By his decision to boycott the hearing Platini “intends to show his deepest indignation towards a process which he considers as uniquely political and designed to prevent him from putting himself forward for the FIFA presidency,” the lawyers said in their statement.
FIFA said they noted Platini’s decision but his lawyers were still welcome to attend the hearing, which would be handled in “an unbiased manner”.
“Mr Platini would miss the opportunity to present his points of view vis-a-vis the adjudicatory chamber in person,” FIFA’s ethics committee said in a statement.
“However, his legal representatives would be fully able to present his case at the hearing.”
It added: “We would like to clearly stress that the adjudicatory chamber of the ethics committee will deal with the present case in the same way as with any other procedure independently and in an unbiased manner.”
Platini, who has been head of European soccer’s governing body UEFA since 2002, had registered as a candidate to replace Blatter in a vote on Feb. 26.
He had been seen as a frontrunner for the job before he was suspended as part of an investigation into the payment of 2 million Swiss francs ($2 million) he received from FIFA in 2011 for work he completed between 1998 and 2002.
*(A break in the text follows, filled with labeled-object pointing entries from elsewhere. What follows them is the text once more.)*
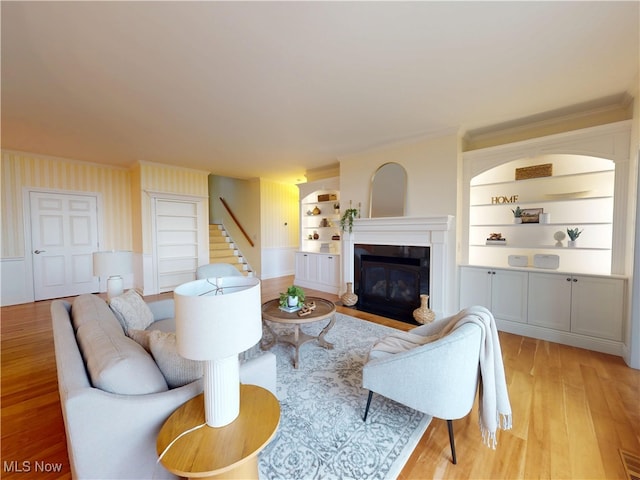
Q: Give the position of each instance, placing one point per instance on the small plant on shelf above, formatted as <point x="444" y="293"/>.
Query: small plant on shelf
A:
<point x="293" y="297"/>
<point x="573" y="233"/>
<point x="517" y="215"/>
<point x="346" y="222"/>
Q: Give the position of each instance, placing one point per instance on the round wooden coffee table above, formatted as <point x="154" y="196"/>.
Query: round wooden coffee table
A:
<point x="272" y="313"/>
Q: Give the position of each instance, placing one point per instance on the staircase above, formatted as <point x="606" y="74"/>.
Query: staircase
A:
<point x="223" y="250"/>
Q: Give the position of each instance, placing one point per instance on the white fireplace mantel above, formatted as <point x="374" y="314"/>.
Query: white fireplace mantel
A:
<point x="437" y="232"/>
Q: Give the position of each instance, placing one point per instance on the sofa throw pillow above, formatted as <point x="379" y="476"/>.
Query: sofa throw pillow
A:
<point x="132" y="311"/>
<point x="141" y="337"/>
<point x="176" y="369"/>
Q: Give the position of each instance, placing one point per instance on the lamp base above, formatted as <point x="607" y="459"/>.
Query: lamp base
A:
<point x="221" y="390"/>
<point x="115" y="286"/>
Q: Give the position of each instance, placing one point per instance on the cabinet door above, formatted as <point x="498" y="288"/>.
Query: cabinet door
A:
<point x="475" y="287"/>
<point x="329" y="267"/>
<point x="550" y="300"/>
<point x="597" y="306"/>
<point x="509" y="292"/>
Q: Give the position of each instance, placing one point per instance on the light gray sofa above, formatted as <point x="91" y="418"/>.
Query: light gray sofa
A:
<point x="113" y="395"/>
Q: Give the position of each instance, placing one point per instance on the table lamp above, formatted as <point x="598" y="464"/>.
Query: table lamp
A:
<point x="113" y="264"/>
<point x="216" y="319"/>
Last Friday, he failed in an appeal to the Court of Arbitration for Sport (CAS) to have the suspension lifted, meaning he was unable to attend Saturday’s draw for the Euro 2016 Championship in France.
FIFA is suffering the worst corruption scandal in its more than 100 years of existence, drawing in top officials and triggering investigations by U.S. and Swiss authorities.
Blatter said in a letter on Tuesday that the ethics committee’s investigation was “tendentious and dangerous”, adding: “This trial reminds me of the Inquisition.”